La favola della Germania si è spenta sul più bello. Perché aldilà del fascino che potesse ripetersi una storia simile a quella del Miracolo sul ghiaccio di Lake Placid 1980 (ammesso che il miracolo non ci sia già stato, battendo Svezia e Canada per arrivare in finale), i tedeschi sono stati davvero vicinissimi a vincere. Ma proprio ad un passo da un oro che sarebbe stato storico sono tornati sulla terra. Non del tutto, però, perché quando la comprensibile delusione passerà, rimarrà un argento inaspettato ma meritato, miglior risultato nella storia di questa nazione (fin qui due bronzi, 1932 e 1976) e che rende questa squadra una delle storie olimpiche più belle che un giorno racconteremo. Meritato soprattutto per la capacità di sfruttare le possibilità che il torneo ha riservato fino a giocarsi la finale alla pari. Sì, perché il vantaggio di Vyacheslav Voinov a 5 decimi dalla fine di un primo tempo ben giocato dalla Germania, poteva rappresentare una mazzata, ma i tedeschi, non solo hanno saputo riprendere il match con Felix Schutz, ma l’hanno rivoltato come un calzino nelle montagne russe del terzo tempo.

Non è stata una partita spettacolare, a lungo dominata dalla tensione, soprattutto quella dei russi, sorpresi dalla reazione tedesca. In particolar modo quando, a 6′ dalla fine, il gol di Nikita Gusev ha sbloccato l’empasse: neanche il tempo di pensare alla vittoria che Dominik Kahun ha rimesso il punteggio in parità dopo soli 10″. Lo spettro del Miracolo, di un’altra delusione per la Russia, di una sconfitta fallimentare, ha cominciato a farsi largo, in modo concreto quando a 3′ dalla fine il giovane Jonas Muller è stato magistrale nel mettere a sedere difensore e portiere e mettere il puck in porta e ancor di più quando i russi si sono ritrovati con l’uomo in meno.
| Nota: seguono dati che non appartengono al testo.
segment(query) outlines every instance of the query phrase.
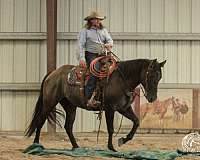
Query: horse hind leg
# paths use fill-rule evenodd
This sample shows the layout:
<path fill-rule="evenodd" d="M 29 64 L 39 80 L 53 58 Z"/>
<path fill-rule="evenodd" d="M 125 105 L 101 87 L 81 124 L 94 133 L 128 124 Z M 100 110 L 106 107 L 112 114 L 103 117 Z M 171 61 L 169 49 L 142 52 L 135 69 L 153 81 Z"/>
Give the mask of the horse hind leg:
<path fill-rule="evenodd" d="M 114 133 L 114 127 L 113 127 L 114 111 L 106 110 L 105 116 L 106 116 L 107 130 L 108 130 L 108 149 L 116 152 L 112 144 L 112 136 Z"/>
<path fill-rule="evenodd" d="M 121 146 L 133 138 L 137 128 L 139 127 L 139 119 L 133 112 L 131 106 L 128 107 L 128 109 L 126 111 L 119 111 L 119 113 L 122 114 L 123 116 L 125 116 L 126 118 L 130 119 L 133 122 L 133 127 L 132 127 L 131 131 L 128 133 L 128 135 L 125 138 L 121 137 L 118 140 L 118 146 Z"/>
<path fill-rule="evenodd" d="M 73 149 L 78 148 L 79 146 L 72 132 L 73 124 L 74 124 L 75 116 L 76 116 L 76 107 L 73 106 L 66 98 L 62 99 L 60 101 L 60 104 L 62 105 L 62 107 L 64 108 L 66 112 L 66 119 L 65 119 L 65 126 L 64 126 L 66 133 L 70 139 Z"/>

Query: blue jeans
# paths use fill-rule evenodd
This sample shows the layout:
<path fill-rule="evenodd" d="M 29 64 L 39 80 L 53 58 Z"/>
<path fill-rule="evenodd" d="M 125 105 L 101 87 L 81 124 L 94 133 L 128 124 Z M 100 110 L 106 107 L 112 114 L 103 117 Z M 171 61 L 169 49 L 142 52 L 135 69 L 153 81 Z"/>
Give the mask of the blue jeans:
<path fill-rule="evenodd" d="M 98 57 L 98 54 L 89 53 L 89 52 L 85 53 L 85 59 L 86 59 L 86 63 L 87 63 L 88 68 L 90 67 L 90 63 L 97 57 Z M 100 69 L 100 64 L 97 63 L 95 68 Z M 97 77 L 90 73 L 90 77 L 89 77 L 88 82 L 85 86 L 85 96 L 88 99 L 91 98 L 92 93 L 95 90 L 96 83 L 97 83 Z"/>

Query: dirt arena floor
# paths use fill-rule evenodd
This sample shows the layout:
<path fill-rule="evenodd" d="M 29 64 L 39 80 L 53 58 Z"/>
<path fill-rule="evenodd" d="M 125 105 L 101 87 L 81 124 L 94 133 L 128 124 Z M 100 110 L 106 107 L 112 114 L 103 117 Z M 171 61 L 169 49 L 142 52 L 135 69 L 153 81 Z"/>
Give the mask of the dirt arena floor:
<path fill-rule="evenodd" d="M 119 135 L 120 136 L 120 135 Z M 184 135 L 171 135 L 171 134 L 136 134 L 134 139 L 123 145 L 117 147 L 118 137 L 115 137 L 113 142 L 115 148 L 118 151 L 131 151 L 134 149 L 148 148 L 148 149 L 166 149 L 176 150 L 182 149 L 181 141 Z M 99 144 L 96 142 L 96 134 L 81 134 L 76 135 L 77 142 L 81 147 L 89 148 L 101 148 L 106 149 L 107 135 L 104 133 L 100 134 Z M 24 138 L 23 136 L 13 135 L 0 135 L 0 160 L 90 160 L 90 159 L 115 159 L 115 158 L 74 158 L 68 156 L 33 156 L 23 154 L 22 151 L 32 144 L 33 138 Z M 55 137 L 49 137 L 43 135 L 41 137 L 41 143 L 46 148 L 71 148 L 71 144 L 68 138 L 64 135 L 56 135 Z M 181 157 L 177 160 L 200 160 L 200 157 Z"/>

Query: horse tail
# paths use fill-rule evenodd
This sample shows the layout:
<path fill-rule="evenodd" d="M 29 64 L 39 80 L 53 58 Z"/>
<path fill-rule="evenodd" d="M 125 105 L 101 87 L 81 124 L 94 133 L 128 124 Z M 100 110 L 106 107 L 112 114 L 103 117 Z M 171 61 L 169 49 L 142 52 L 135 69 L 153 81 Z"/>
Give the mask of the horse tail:
<path fill-rule="evenodd" d="M 36 130 L 37 126 L 38 126 L 38 122 L 40 121 L 40 117 L 42 114 L 42 109 L 43 109 L 43 86 L 44 86 L 44 81 L 46 80 L 46 78 L 48 77 L 48 75 L 51 72 L 47 73 L 47 75 L 44 77 L 44 79 L 42 80 L 42 84 L 41 84 L 41 88 L 40 88 L 40 95 L 38 97 L 36 106 L 35 106 L 35 111 L 33 113 L 32 116 L 32 121 L 30 123 L 30 125 L 28 126 L 28 128 L 25 131 L 25 136 L 30 137 Z"/>

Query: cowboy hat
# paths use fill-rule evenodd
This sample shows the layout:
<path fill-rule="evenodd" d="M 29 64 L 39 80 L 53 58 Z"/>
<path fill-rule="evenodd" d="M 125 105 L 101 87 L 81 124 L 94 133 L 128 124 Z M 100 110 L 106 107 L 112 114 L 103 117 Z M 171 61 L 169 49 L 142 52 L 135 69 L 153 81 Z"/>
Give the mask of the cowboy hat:
<path fill-rule="evenodd" d="M 96 12 L 96 11 L 92 11 L 92 12 L 90 13 L 89 16 L 87 16 L 87 17 L 84 18 L 84 20 L 85 20 L 85 21 L 88 21 L 88 20 L 94 19 L 94 18 L 97 18 L 97 19 L 100 19 L 100 20 L 104 20 L 106 17 L 105 17 L 105 16 L 101 16 L 101 15 L 100 15 L 98 12 Z"/>

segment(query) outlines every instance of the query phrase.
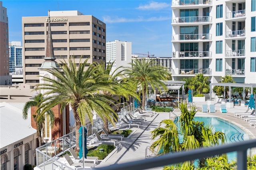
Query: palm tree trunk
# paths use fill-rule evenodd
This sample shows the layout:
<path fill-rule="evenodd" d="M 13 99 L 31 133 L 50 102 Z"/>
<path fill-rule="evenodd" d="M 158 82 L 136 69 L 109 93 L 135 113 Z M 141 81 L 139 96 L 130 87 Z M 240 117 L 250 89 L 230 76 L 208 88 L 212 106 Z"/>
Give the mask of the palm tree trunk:
<path fill-rule="evenodd" d="M 74 105 L 71 106 L 71 107 L 73 109 L 74 118 L 76 122 L 76 145 L 75 150 L 76 151 L 79 151 L 80 148 L 79 147 L 79 133 L 78 132 L 78 131 L 79 130 L 79 129 L 80 129 L 80 127 L 81 127 L 81 121 L 80 120 L 79 115 L 76 111 L 77 107 L 76 107 L 76 106 Z"/>
<path fill-rule="evenodd" d="M 146 88 L 145 86 L 143 86 L 142 88 L 142 107 L 143 108 L 145 107 L 145 105 L 146 104 L 145 100 L 146 99 Z"/>

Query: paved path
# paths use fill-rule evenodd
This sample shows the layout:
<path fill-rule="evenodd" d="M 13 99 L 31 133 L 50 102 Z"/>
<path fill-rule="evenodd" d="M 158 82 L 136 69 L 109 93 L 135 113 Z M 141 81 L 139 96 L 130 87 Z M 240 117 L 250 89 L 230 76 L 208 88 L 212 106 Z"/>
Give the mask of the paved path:
<path fill-rule="evenodd" d="M 203 104 L 207 102 L 196 103 L 197 107 L 201 107 Z M 248 134 L 250 139 L 256 138 L 256 129 L 250 126 L 248 122 L 237 118 L 234 115 L 235 112 L 243 112 L 247 109 L 244 106 L 235 106 L 232 108 L 228 108 L 228 113 L 222 113 L 220 111 L 220 104 L 215 104 L 216 112 L 215 113 L 206 113 L 198 111 L 196 116 L 215 116 L 219 117 L 231 122 Z M 180 112 L 177 109 L 175 113 L 177 115 Z M 175 116 L 170 115 L 170 119 L 174 120 Z M 152 117 L 147 117 L 147 121 L 139 128 L 133 127 L 131 129 L 136 131 L 134 134 L 129 139 L 126 139 L 122 141 L 118 141 L 118 149 L 106 162 L 101 161 L 96 166 L 100 168 L 115 164 L 120 164 L 145 158 L 145 151 L 147 147 L 150 146 L 153 141 L 151 139 L 151 131 L 158 127 L 159 123 L 165 119 L 170 119 L 169 113 L 158 113 Z M 159 167 L 152 168 L 152 170 L 162 169 Z"/>

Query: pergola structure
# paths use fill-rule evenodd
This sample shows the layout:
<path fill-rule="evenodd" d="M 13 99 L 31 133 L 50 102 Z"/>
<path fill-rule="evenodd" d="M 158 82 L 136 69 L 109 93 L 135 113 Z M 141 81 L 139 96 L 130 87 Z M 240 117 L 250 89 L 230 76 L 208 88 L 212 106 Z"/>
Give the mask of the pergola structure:
<path fill-rule="evenodd" d="M 243 99 L 244 101 L 245 100 L 245 88 L 251 88 L 251 94 L 253 93 L 253 88 L 256 88 L 256 84 L 255 83 L 250 83 L 250 84 L 245 84 L 245 83 L 210 83 L 210 92 L 212 92 L 212 86 L 223 86 L 224 87 L 224 89 L 226 87 L 229 87 L 229 103 L 231 103 L 231 87 L 238 87 L 243 88 Z M 226 96 L 226 91 L 224 90 L 224 98 Z M 210 100 L 212 100 L 212 93 L 210 93 Z"/>

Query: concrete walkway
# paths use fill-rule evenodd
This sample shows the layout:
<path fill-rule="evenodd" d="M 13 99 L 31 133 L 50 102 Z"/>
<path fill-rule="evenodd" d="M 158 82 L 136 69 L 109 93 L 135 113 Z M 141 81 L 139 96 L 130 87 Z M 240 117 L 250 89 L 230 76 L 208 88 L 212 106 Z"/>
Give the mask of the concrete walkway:
<path fill-rule="evenodd" d="M 202 107 L 203 104 L 207 102 L 196 103 L 196 107 Z M 228 113 L 222 113 L 220 111 L 220 104 L 216 103 L 215 113 L 202 113 L 198 111 L 196 116 L 216 117 L 230 121 L 244 130 L 247 133 L 250 139 L 256 138 L 256 129 L 254 126 L 250 126 L 248 122 L 246 122 L 234 115 L 235 112 L 243 112 L 247 109 L 244 106 L 235 106 L 232 108 L 228 108 Z M 175 114 L 179 115 L 180 112 L 176 109 Z M 131 129 L 135 131 L 134 133 L 129 139 L 125 139 L 123 141 L 118 141 L 118 149 L 106 162 L 99 162 L 96 168 L 108 166 L 110 165 L 130 162 L 145 158 L 145 152 L 147 147 L 150 146 L 153 141 L 151 139 L 151 132 L 159 126 L 160 122 L 164 119 L 170 119 L 174 120 L 174 115 L 168 113 L 157 113 L 152 117 L 147 117 L 147 121 L 140 127 L 133 127 Z M 162 167 L 156 168 L 152 170 L 162 169 Z"/>

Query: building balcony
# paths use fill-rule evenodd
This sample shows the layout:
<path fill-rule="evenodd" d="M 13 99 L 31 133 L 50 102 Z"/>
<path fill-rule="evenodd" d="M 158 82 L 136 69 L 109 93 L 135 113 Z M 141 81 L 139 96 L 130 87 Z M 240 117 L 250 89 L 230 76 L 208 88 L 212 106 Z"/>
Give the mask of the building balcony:
<path fill-rule="evenodd" d="M 210 68 L 179 69 L 175 68 L 172 70 L 172 75 L 175 76 L 194 76 L 196 74 L 202 74 L 204 75 L 211 75 L 212 69 Z"/>
<path fill-rule="evenodd" d="M 226 13 L 226 19 L 227 20 L 235 19 L 236 20 L 240 20 L 239 18 L 245 18 L 245 10 L 243 10 L 227 12 Z"/>
<path fill-rule="evenodd" d="M 172 23 L 175 24 L 194 24 L 195 23 L 205 24 L 206 23 L 211 23 L 212 17 L 210 16 L 201 16 L 194 17 L 183 17 L 172 18 Z M 190 25 L 190 24 L 188 24 Z"/>
<path fill-rule="evenodd" d="M 233 50 L 226 51 L 226 57 L 245 57 L 245 50 Z"/>
<path fill-rule="evenodd" d="M 225 74 L 227 76 L 244 76 L 244 69 L 226 69 Z"/>
<path fill-rule="evenodd" d="M 245 38 L 245 30 L 231 31 L 226 32 L 226 38 L 230 38 L 232 39 L 235 38 L 240 38 L 244 37 Z"/>
<path fill-rule="evenodd" d="M 186 8 L 194 8 L 195 6 L 211 6 L 212 4 L 211 0 L 173 0 L 172 8 L 181 8 L 183 6 Z"/>
<path fill-rule="evenodd" d="M 172 59 L 192 57 L 212 57 L 212 51 L 176 51 L 172 53 Z"/>
<path fill-rule="evenodd" d="M 172 35 L 172 41 L 209 41 L 211 40 L 212 34 L 175 34 Z"/>

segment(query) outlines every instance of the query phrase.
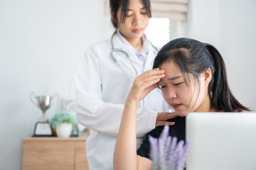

Nel buio, però, è apparso l’eroe Gusev, che ha risolto una mischia davanti alla porta tedesca con un tocco che a 55″ dalla fine ha portato il match all’overtime, poi vinto al primo powerplay (l’unico concretizzato in tutto il match) con il tiro secco e preciso di Kirill Kaprizov, per il 4-3 che ha condannato definitivamente i tedeschi.

Miracolo “vendicato”, dunque, o quantomeno evitato. Perché sebbene questa è la Germania e non gli Stati Uniti, i russi avevano tutto da perdere. Nessuno toglierà la delusione del 1980, ma almeno quella del 2018 è stata evitata. La Russia, seppure sotto la bandiera olimpica, torna sul gradino più alto nell’hockey alle Olimpiadi e lo fa per la nona volta. Ma curiosamente non ha mai vinto con la denominazione ‘Russia’: sette di questi trionfi sono infatti dell’ex URSS, mentre l’ultimo, nel 1992, fu ottenuto anche in quel caso sotto la bandiera olimpica, come Squadra Unificata. Ma l’inno russo alla fine ha comunque dominato la scena, nella voce dei tifosi sulle tribune e dei giocatori in campo, che lo hanno intonato sulla musica “neutrale” che ha suonato al Gangneung Hockey Centre.